In the final analysis we are energy, eternal and indestructible and so as Marcus Aurelius says, “What is there to fear?” Socrates agrees: “The endless duration of the soul [energy] follows from its simplicity as an immaterial and immutable being.”[xvi]

For behold, I create new heavens and a new earth and the former shall not be remembered, nor come into mind.
— Isaiah 65:17


[i]     Trevelyan, George, A Tent in Which to Pass a Summer Night. Walpole, New Hampshire: Stillpoint Publishing, 1985, p. 42.

[ii]     Smith, Huston. The Religions of Man. New York: Harper, 1958, p. 316.

[iii]    Gaylin, Willard. Adam and Eve and Pinocchio: On Being and Becoming Human. New York: Penguin, 1990, p. 42.

[iv]    Seldes, George. The Great Thoughts. New York: Random House, 1985, p. 252.

[v]     Fields, Rick. Chop Wood, Carry Water. Los Angeles: Tarcher, 1984, p. 100.
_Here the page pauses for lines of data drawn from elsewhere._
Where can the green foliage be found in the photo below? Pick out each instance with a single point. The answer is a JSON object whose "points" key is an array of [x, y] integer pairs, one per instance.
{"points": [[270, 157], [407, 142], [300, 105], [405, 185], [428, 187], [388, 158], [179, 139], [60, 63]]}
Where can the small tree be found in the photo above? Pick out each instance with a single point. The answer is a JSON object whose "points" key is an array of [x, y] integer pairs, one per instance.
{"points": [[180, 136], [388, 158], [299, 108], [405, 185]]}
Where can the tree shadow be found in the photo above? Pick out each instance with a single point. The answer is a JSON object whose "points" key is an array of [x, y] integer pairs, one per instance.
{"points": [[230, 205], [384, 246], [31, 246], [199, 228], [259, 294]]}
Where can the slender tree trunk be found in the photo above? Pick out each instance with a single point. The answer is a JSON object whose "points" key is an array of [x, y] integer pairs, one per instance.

[vi]    Buber, Martin. Martin Buber’s Ten Rungs. New York: Citadel, 1974, p. 53.

[vii]   Johnson, Clive [ed.]. Vedanta: An Anthology of Hindu Scripture, Commentary and Poetry. New York: Bantam, 1971, pp. 257-258.

[viii]   Roberts, Jane. The Nature of Personal Reality. New York: Bantam, 1974, p. 124.

[ix]    Ibid.

[x]     A Course in Miracles © Volume Three: Manual For Teachers (Farmingdale, New York: Coleman Graphics), published in 1975, by the Foundation for Inner Peace, P.O. Box 598, Mill Valley, CA 94942-0598, and  P. 47.

[xi]    Ibid., pp. 63-64.

[xii]   Van der Post, Laurens. Jung and the Story of our Time. New York: Random House, 1975, p. 255.

[xiii]   Durant, Will and Ariel Durant. The Age of Louis XIV. New York: Simon and Schuster, 1963, p. 647.

[xiv]   Adam, Michael. Wandering in Eden: Three Ways to the East Within Us.  New York: Knopf, 1976, p. 104.

[xv]   Aurelius, Marcus. The Meditations of Marcus Aurelius. New York: Avon, 1993, p. 72.

[xvi]   Hutchins, Robert Maynard [ed.]. Great Books of the Western World, The Great Ideas:  A Syntopicon Vol 1. Encyclopedia Britannica, Inc., 1952, p. 789.